Frank Tshimini Nsombolay is the sonic archivist of a culture that learned to speak Spanish without apology. Arriving in Madrid from Kinshasa as a child, this rap pioneer and founder of one of the most iconic Spanish rap groups built his work from the ground up. First as an MC who teaches rhythm—explaining the origins of his lyrics—then as a producer who refines rhymes, and later as a radio host who has preserved and continues to preserve a collective memory on programs like the now-defunct “El Rimadero” and the current “La Cuarta Parte.” If Spanish hip-hop has a birth certificate, its calligraphy bears his mark.
But Frank T is, above all, a conversation organizer. “There Are No Black People in Tibet”—the podcast he co-hosts—doesn't just entertain: it broadens the perspective. What you hear there is an Afro-descendant community thinking about Spain from within, with humor and without complacency, setting the agenda when the mainstream yawns. In his voice there's a mixture of patience and sharpness: the composure of someone who has already had all these discussions and the bite of someone who won't accept going back to square one.

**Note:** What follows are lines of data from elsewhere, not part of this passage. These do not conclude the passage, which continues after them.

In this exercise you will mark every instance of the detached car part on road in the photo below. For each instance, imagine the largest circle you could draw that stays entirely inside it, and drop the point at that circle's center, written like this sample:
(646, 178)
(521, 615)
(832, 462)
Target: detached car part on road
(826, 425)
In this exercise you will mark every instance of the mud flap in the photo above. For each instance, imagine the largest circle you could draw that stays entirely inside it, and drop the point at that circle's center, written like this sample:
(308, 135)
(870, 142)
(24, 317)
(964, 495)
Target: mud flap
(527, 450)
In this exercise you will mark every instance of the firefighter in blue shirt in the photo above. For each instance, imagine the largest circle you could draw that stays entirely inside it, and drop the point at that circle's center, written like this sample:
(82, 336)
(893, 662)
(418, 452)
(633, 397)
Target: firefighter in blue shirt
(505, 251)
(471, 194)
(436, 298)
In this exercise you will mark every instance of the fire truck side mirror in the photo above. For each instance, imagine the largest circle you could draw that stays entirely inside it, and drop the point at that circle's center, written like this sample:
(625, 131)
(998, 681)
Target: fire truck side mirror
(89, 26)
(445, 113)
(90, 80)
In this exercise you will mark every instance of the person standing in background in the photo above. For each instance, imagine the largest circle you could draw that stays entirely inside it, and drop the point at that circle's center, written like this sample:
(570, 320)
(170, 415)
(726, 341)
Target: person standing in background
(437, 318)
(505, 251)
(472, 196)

For a profile like this, its value lies in its consistency. There's no pretense in the veteran who still gets excited when discovering a young verse; no affectation in the cultural activist who chooses words with the same rigor he used to select drums and snares. His work is a network—albums, collaborations, interviews, performances—that demonstrates that urban culture is also an institution when someone takes care of it. And he does.

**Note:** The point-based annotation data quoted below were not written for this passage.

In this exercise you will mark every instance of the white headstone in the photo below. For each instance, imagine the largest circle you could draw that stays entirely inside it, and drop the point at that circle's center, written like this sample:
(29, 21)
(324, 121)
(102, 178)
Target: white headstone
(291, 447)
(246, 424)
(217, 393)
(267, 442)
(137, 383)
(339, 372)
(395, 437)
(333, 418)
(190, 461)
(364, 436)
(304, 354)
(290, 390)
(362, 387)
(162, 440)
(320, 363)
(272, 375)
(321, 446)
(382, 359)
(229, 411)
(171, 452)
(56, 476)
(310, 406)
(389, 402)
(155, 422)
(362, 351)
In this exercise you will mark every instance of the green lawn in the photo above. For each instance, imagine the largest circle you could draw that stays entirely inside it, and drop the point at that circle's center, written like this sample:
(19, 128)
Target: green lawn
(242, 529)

Perhaps that's why his figure withstands rushed biographies: because he's better understood over time. The African boy with a Torrejón de Ardoz accent and a new notebook, the rapper obsessed with meter, the discoverer of urban talent, the communicator who poses uncomfortable questions… and the man who, without much fanfare, continues to open doors for more people to enter. In a Spain still learning to name its diversity, Frank T has provided the microphone and the grammar so that we can understand obvious truths—or perhaps not so obvious—like the fact that “birds can't live in water because they aren't fish.”.